AI adoption in engineering moved quickly.
AI adoption in marketing moved quickly.
AI adoption in accounting has not.
This is often framed as conservatism. It is more accurately described as discipline.
Accounting does not reward novelty. It rewards defensibility.
Every number on a financial statement is an assertion. That assertion must withstand internal review, external audit, and, in many cases, regulatory scrutiny. The tolerance for ambiguity is low. The tolerance for unexplainable behavior is lower.
In that context, skepticism is not a cultural flaw. It is a professional obligation.
The asymmetry of error.
In many domains, the cost of AI error is tolerable. A marketing summary may miss nuance. A code assistant may suggest an inefficient function. The mistake is reversible.
In close, errors compound.
A misapplied journal entry can distort earnings. An incorrect reconciliation can mask fraud. A missed variance can ripple into board reporting.
The risk profile is asymmetric. A single error can outweigh dozens of correct actions.
Any system operating in that environment must prove not only that it is helpful, but that it is controlled.
What trust actually requires.
Trust in accounting is built on three pillars:
Reproducibility.
Auditability.
Clear accountability.
Reproducibility means the same input produces the same output under the same conditions. If a reconciliation is rerun, the matches and logic should be traceable and consistent.
Auditability means every action is logged with timestamps, user attribution, and supporting evidence. A reviewer must be able to reconstruct what happened, when, and why.
Clear accountability means escalation paths are explicit. When confidence thresholds are not met, a human decision maker is identified.
Most early AI applications in finance failed not because they were inaccurate, but because they were opaque.
Opacity is incompatible with close.
Autonomy is not the goal.
There is a persistent misconception that AI in accounting must mean full autonomy. That systems should operate independently, without oversight, in order to deliver value.
That is a false binary.
The real design question is not whether humans are removed, but where they are inserted.
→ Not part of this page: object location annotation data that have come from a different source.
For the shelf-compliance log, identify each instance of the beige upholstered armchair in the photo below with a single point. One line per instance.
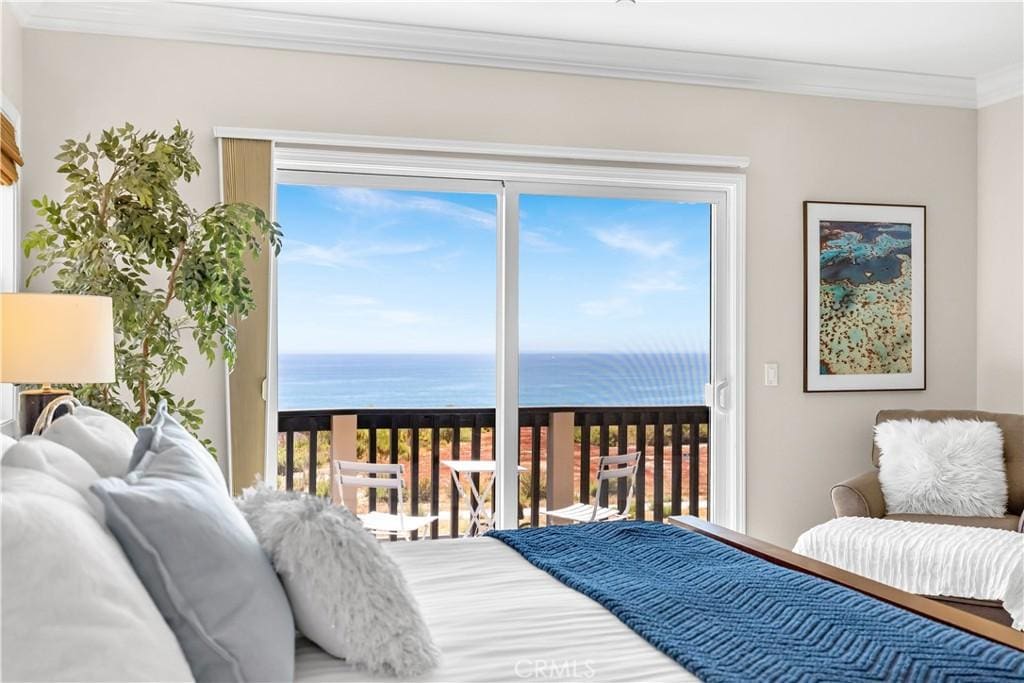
(861, 496)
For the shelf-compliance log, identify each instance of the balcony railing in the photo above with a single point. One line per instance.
(559, 447)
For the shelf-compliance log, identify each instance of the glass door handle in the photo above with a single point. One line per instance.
(716, 395)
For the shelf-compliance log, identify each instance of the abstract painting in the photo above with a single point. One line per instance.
(863, 297)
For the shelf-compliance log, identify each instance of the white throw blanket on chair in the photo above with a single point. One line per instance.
(927, 559)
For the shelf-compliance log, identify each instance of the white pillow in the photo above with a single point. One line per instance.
(36, 453)
(73, 608)
(101, 439)
(347, 595)
(952, 467)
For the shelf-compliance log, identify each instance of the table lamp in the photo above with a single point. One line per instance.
(49, 339)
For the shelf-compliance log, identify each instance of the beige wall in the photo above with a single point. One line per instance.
(1000, 256)
(801, 147)
(10, 55)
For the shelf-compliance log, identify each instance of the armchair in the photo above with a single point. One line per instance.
(861, 496)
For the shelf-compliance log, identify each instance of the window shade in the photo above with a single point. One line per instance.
(10, 156)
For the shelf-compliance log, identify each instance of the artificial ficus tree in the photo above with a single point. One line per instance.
(123, 230)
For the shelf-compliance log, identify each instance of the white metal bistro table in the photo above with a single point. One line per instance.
(476, 496)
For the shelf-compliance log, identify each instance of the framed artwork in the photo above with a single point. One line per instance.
(863, 297)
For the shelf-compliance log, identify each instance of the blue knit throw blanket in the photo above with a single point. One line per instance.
(727, 615)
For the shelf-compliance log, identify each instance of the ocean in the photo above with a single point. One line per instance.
(351, 381)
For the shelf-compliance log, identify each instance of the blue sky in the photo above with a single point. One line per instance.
(370, 270)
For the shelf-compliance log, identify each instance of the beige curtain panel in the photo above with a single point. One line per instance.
(10, 156)
(248, 176)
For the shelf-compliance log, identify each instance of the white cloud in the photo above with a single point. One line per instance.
(352, 300)
(608, 307)
(663, 282)
(626, 239)
(346, 255)
(540, 242)
(392, 202)
(398, 316)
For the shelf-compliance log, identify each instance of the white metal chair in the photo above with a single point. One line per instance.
(351, 475)
(608, 468)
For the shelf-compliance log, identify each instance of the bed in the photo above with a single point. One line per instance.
(498, 617)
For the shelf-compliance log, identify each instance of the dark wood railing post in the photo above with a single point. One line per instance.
(585, 459)
(343, 446)
(694, 464)
(313, 437)
(456, 454)
(414, 474)
(640, 484)
(560, 460)
(435, 474)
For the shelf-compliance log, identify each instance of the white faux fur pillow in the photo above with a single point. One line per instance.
(952, 467)
(347, 595)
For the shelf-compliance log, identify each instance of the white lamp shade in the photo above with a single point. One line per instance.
(55, 339)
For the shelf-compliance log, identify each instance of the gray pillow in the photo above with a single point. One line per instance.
(374, 622)
(199, 559)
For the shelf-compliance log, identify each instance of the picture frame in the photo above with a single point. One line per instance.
(864, 289)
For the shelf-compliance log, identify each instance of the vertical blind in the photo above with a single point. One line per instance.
(248, 176)
(10, 156)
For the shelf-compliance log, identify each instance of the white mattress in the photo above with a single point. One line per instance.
(497, 617)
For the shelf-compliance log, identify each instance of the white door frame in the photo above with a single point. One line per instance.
(726, 190)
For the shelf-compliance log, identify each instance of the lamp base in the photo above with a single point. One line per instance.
(32, 403)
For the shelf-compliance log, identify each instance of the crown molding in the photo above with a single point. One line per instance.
(1000, 85)
(472, 148)
(256, 28)
(22, 10)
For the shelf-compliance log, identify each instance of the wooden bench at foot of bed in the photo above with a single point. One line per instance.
(933, 609)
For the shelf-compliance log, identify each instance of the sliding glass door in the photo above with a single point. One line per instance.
(386, 319)
(499, 340)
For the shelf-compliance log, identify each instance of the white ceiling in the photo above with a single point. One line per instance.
(946, 53)
(966, 39)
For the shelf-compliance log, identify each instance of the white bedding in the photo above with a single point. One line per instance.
(498, 617)
(928, 559)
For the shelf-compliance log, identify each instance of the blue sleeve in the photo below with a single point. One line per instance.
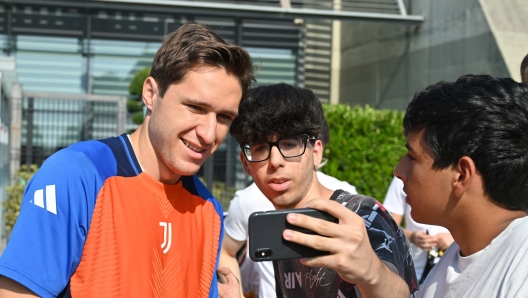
(47, 241)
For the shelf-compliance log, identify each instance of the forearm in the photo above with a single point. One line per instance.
(226, 260)
(384, 283)
(409, 235)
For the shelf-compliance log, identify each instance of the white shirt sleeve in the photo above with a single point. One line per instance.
(245, 202)
(395, 198)
(234, 224)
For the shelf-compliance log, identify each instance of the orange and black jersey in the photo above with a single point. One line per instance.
(93, 224)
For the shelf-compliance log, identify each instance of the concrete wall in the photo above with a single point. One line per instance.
(384, 65)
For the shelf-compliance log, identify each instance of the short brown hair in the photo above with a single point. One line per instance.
(193, 45)
(524, 69)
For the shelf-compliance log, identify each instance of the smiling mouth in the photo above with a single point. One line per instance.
(198, 150)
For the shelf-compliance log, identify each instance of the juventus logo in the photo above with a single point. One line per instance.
(167, 236)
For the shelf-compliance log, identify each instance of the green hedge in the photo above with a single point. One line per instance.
(15, 193)
(365, 146)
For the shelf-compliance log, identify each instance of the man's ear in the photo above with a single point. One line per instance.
(465, 175)
(150, 92)
(318, 153)
(244, 163)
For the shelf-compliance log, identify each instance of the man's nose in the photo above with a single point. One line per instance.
(206, 129)
(276, 159)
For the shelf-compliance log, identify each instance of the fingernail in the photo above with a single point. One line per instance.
(287, 234)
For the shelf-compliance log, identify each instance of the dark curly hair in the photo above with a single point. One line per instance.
(484, 118)
(279, 109)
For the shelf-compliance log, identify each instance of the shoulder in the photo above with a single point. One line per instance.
(333, 183)
(251, 199)
(81, 159)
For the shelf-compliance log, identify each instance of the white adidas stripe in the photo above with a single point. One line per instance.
(51, 201)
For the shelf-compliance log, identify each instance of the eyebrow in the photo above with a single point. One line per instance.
(409, 147)
(206, 104)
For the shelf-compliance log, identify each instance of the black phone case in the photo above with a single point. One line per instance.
(265, 235)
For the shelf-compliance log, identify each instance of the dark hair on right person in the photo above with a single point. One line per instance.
(524, 69)
(279, 109)
(484, 118)
(194, 45)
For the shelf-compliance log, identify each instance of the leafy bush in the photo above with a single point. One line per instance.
(134, 103)
(15, 193)
(365, 146)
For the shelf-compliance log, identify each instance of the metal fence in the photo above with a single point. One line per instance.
(52, 121)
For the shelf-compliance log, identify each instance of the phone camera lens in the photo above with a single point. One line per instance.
(264, 253)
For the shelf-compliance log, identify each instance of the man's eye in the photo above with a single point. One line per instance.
(258, 147)
(195, 108)
(289, 144)
(225, 117)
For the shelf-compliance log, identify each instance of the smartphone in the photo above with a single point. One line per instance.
(265, 235)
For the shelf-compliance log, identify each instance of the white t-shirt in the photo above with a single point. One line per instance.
(247, 201)
(395, 203)
(499, 270)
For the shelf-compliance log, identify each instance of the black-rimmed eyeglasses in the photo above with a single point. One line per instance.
(288, 147)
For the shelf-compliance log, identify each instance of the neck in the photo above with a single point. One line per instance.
(316, 191)
(474, 231)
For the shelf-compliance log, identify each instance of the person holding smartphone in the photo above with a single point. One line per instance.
(369, 255)
(257, 278)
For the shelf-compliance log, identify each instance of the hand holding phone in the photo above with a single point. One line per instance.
(265, 235)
Routine, high-confidence matches can execute automatically. Low-confidence or high-risk actions can pause for review. Overrides can be logged. Thresholds can be tuned.
This is not surrendering control. It is encoding control into the architecture.
Finance does not need magical autonomy. It needs structured intelligence operating inside guardrails.
Skepticism as a strength.
The profession’s caution is an asset.
It forces systems to mature. It demands deterministic layers beneath probabilistic reasoning. It requires evidence packets, replayable runs, and mapped controls.
In other words, it raises the bar.
AI that cannot meet that bar does not belong in close. AI that can meet it changes the model of work.
The question is no longer whether finance should adopt AI.
It is what standards AI must satisfy before it earns a place inside the close process.
Skepticism is not the obstacle to that future.
It is the filter that ensures the future is built correctly.